On my mind as I think about this Steinian idea is another piece of art writing by Peter Schjeldahl.
He’s writing about a photographer, Stephen Shore, and one of Shore’s photos was pictured in the magazine. along with the story that includes this sentence: “What gets me in Shore’s work is an easeful acceptance of a world – the actual, whole one — in which I have never felt quite at home. (A feeling) essentialized by Edward Hopper.” Shore’s work looks interesting, but it’s Schjeldahl who has written a masterful sentence about why he thinks Shore is capable of masterpieces.
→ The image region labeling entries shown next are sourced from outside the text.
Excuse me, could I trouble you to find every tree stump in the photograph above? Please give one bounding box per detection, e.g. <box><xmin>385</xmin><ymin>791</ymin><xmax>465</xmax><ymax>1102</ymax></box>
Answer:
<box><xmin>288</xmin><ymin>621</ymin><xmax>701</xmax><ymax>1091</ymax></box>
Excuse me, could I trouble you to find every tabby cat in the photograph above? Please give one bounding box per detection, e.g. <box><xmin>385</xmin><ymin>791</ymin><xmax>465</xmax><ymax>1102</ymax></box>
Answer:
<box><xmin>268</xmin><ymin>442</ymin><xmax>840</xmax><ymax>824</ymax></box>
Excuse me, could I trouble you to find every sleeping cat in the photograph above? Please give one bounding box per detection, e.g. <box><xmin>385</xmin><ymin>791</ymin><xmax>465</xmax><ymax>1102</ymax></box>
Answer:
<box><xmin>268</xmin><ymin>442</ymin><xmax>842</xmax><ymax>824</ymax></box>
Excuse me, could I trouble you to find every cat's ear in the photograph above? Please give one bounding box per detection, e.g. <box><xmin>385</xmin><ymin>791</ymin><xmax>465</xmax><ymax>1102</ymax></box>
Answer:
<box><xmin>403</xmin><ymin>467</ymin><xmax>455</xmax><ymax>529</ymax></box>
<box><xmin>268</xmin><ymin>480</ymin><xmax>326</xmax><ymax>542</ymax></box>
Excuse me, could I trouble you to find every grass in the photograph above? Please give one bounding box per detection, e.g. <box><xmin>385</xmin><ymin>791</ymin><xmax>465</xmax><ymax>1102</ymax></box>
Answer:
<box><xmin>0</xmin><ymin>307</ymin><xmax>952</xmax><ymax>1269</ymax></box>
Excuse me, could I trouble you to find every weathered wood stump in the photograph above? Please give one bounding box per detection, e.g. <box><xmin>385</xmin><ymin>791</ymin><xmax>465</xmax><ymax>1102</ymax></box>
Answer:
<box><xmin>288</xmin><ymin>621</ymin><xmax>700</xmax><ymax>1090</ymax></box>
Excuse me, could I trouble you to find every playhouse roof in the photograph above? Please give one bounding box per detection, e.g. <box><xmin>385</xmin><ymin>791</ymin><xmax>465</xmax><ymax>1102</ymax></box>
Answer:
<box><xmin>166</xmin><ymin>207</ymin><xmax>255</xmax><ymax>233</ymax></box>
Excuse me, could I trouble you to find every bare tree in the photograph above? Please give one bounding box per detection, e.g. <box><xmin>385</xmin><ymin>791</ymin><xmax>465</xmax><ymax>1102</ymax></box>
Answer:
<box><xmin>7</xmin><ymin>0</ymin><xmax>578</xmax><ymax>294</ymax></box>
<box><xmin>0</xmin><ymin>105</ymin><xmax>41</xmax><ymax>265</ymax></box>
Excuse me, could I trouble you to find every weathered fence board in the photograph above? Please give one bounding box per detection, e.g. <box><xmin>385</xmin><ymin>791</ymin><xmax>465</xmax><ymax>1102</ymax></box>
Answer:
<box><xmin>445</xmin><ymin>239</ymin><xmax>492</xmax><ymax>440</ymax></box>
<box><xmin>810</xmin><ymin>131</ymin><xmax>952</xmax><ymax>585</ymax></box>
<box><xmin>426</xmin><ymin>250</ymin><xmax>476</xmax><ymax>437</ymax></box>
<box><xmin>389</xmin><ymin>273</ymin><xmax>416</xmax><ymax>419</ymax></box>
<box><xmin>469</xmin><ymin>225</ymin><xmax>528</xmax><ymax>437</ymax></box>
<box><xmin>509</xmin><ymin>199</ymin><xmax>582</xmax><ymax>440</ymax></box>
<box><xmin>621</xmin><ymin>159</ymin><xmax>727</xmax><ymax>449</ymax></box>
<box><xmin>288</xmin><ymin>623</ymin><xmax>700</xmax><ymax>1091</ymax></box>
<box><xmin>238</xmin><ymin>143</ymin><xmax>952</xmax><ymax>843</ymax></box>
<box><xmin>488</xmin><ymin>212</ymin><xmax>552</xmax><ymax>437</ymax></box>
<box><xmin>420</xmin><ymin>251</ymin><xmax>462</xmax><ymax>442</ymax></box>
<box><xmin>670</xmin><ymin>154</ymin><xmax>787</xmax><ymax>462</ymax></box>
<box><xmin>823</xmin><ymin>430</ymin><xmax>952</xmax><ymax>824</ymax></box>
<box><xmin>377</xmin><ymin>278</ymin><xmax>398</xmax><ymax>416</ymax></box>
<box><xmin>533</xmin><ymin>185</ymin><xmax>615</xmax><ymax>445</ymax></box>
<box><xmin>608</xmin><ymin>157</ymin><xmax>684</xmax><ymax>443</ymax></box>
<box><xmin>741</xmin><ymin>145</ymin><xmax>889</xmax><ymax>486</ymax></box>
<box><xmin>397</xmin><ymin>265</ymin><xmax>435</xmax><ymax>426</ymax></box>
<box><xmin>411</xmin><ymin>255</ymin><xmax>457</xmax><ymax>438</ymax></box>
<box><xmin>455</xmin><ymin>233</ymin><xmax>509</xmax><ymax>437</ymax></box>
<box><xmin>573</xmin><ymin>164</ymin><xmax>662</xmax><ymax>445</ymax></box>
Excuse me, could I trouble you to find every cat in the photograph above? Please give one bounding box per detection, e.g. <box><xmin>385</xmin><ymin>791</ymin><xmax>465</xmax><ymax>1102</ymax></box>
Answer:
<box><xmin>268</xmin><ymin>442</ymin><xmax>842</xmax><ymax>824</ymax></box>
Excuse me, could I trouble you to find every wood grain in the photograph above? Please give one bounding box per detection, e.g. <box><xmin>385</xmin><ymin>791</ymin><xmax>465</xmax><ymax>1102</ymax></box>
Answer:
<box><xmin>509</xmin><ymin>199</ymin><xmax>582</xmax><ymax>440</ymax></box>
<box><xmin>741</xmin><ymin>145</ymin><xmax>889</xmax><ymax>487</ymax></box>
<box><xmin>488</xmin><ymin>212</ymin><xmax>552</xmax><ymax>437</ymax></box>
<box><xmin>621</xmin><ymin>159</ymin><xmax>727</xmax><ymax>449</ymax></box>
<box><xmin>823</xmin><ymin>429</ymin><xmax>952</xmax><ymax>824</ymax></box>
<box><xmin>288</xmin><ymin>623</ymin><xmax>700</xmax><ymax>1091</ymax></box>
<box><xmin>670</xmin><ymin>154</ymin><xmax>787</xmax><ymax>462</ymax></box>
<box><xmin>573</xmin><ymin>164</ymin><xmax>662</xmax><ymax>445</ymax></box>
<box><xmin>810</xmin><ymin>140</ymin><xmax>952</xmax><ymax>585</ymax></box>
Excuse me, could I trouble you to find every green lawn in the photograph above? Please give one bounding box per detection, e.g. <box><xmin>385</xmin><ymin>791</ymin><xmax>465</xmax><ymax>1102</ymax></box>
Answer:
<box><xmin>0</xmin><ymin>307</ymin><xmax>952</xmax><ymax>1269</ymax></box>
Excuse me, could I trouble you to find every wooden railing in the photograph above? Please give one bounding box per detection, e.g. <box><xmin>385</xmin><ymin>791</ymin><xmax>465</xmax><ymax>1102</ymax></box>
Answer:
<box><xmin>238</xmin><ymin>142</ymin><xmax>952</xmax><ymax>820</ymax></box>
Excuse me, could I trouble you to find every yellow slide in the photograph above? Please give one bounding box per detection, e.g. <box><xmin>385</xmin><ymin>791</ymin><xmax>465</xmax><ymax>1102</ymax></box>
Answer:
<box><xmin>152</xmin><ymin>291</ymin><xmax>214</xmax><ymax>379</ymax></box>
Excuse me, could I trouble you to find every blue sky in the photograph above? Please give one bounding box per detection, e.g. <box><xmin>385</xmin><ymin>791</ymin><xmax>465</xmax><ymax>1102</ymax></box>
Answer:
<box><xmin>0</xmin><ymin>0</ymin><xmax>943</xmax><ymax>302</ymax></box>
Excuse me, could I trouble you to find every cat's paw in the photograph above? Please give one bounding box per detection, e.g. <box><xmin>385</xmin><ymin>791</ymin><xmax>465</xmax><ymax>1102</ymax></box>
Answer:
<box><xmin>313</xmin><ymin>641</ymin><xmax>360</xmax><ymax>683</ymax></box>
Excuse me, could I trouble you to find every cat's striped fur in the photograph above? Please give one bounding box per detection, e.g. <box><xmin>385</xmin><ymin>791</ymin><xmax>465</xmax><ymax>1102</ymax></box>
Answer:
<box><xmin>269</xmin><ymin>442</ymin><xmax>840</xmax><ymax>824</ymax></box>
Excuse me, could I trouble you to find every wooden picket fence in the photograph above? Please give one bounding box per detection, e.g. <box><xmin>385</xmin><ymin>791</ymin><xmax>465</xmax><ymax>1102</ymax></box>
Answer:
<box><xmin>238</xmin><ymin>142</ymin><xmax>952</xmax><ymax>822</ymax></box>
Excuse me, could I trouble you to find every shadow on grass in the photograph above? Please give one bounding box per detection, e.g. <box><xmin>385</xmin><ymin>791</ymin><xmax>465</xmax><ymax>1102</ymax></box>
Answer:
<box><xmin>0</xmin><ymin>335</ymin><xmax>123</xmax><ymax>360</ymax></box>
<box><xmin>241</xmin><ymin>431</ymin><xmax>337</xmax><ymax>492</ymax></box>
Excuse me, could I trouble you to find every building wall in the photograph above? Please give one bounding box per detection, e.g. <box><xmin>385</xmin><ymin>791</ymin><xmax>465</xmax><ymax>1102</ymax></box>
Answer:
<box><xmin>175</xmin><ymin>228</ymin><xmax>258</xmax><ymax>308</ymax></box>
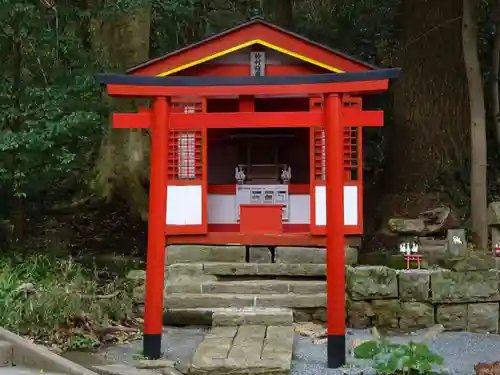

And I’m not sure, yet, if there are any in this show.
Not fitting with fitting in.
Arthur Jafa show — called Love Is The Message, The Message Is Death – names another way we see and deal with opposition – the logical syllogism. Love = Message; Message = Death, therefore Love is Death.
I’m not certain but I think the point of Jafa’s films are to say, we all love the way black folks can dance, and make music, but some of the other humans around us might just think death is necessary when those folks start challenging the social order — Dr. Martin Luther King, for example. And there were many who apparently didn’t like Mr. Obama being the president. Is that racist? Probably, and they may have other feelings tossed in there with their racism, I don’t know. I just read in the New Yorker that Arkansas folks didn’t like Obama because he thwarted the dynasty of the Arkansans – the Clintons.
I admit I want my president to be someone that comes from where I come from. That’s why I wanted the east-coast Jew instead of Hilary Clinton. Bernie Sanders is coming from radical 60s and 70s political, socialist thinking just like me and that’s more important to me that that someone is from Colorado or even the west. Or that they are female, like me.
Or is it that I am a sexist, and unable to escape my indoctrination? Like all people born before 1980, who was shown that to fit in, one should believe that women aren’t capable of non-emotional thought and clear, strong leadership. Maybe I think women shouldn’t be half the members of congress, maybe I don’t think women artists should be as numerous as men, or that women aren’t as interesting to read. Maybe I wouldn’t say that aloud, but maybe sometimes I just catch myself having thought it.
While I was mesmerized by Jafa’s video pastiche taken from TV, social clubs, performances and home movies of black people dancing or being violently arrested, my mind drifted off to imagine what this would look like if it was just women. It might be better as just audio. We misunderstand images of black people. We misunderstand the speech of women.